As many as five percent of women trying to get pregnant may experience multiple miscarriages, which is a devastatingly high statistic. Fortunately, a new discovery about one of the causes of miscarriage brings with it hope for a fairly simply solution.
“Recurrent pregnancy loss is a heartbreaking challenge for as many as one in 20 women,” Mary Stephenson, one of the study's authors, said in a news release.
The reproductive hormone progesterone helps prepare the endometrium — the lining of the uterus — for implantation. Low progesterone may also be one of the causes of pregnancy loss. Researchers have discovered that one way to screen for this is to measure endometrial health using a marker called nuclear cyclin E, or nCyclinE.“When we give progesterone back to these women, the endometrium makes more nutrients and prevents their pregnancy loss.”

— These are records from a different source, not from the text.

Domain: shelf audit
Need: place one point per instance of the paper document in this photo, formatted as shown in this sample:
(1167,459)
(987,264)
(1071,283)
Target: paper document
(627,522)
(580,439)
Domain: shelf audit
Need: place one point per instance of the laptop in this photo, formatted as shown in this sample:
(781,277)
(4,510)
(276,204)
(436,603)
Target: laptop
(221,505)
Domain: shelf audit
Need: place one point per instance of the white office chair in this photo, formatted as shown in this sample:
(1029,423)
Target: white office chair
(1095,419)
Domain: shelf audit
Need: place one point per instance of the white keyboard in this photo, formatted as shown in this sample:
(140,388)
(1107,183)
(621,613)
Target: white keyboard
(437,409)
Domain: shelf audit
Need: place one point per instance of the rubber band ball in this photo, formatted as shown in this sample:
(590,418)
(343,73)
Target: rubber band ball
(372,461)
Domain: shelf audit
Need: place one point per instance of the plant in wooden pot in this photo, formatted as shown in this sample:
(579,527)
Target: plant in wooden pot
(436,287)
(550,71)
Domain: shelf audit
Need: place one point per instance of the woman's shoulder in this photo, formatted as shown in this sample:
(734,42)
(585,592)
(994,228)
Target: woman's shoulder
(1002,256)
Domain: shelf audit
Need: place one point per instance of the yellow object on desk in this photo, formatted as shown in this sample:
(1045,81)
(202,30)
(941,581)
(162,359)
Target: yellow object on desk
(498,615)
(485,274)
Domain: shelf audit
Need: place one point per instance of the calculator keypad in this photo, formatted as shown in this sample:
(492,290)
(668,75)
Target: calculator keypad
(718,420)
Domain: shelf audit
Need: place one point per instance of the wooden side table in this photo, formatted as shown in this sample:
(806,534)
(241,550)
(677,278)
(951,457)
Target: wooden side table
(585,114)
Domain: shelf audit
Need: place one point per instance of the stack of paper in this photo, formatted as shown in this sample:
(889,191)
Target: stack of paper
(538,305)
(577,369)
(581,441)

Two-thirds of these women ended up having successful pregnancies. Of the women who didn’t receive the hormone, only half had healthy pregnancies, which suggests that administering progesterone around the time of conception may make a significant difference in the pregnancy.
“The endometrium feeds the baby up until the eighth week of pregnancy,” explains author Harvey Kliman. “Then at 9 to 10 weeks the mother’s blood takes over to feed the embryo. In this subset of women experiencing multiple early miscarriages, we assume that their embryos were literally starving to death. They attached, but they were not getting enough food. When we give progesterone back to these women, the endometrium makes more nutrients and prevents their pregnancy loss.”
Previous work by another research group had not found any effect of giving progesterone, but in that study women were only given the hormone after they got pregnant — not as they were trying to conceive, as in the current study. More extensive research will be needed, but the preliminary results are promising.
“We are very pleased to find that these results reinforce the evidence that progesterone could be a very beneficial, inexpensive and safe treatment for many women with a history of recurrent pregnancy loss,” said Stephenson. The next step is to validate the findings with a prospective randomized trial — a study that, instead of looking at what women did in the past (retrospective), follows two groups of women, one on the hormone and one not, and sees what happens in the future.
The study was carried out by researchers at the University of Illinois at Chicago and the Yale University School of Medicine and is published in the journal Fertility and Sterility.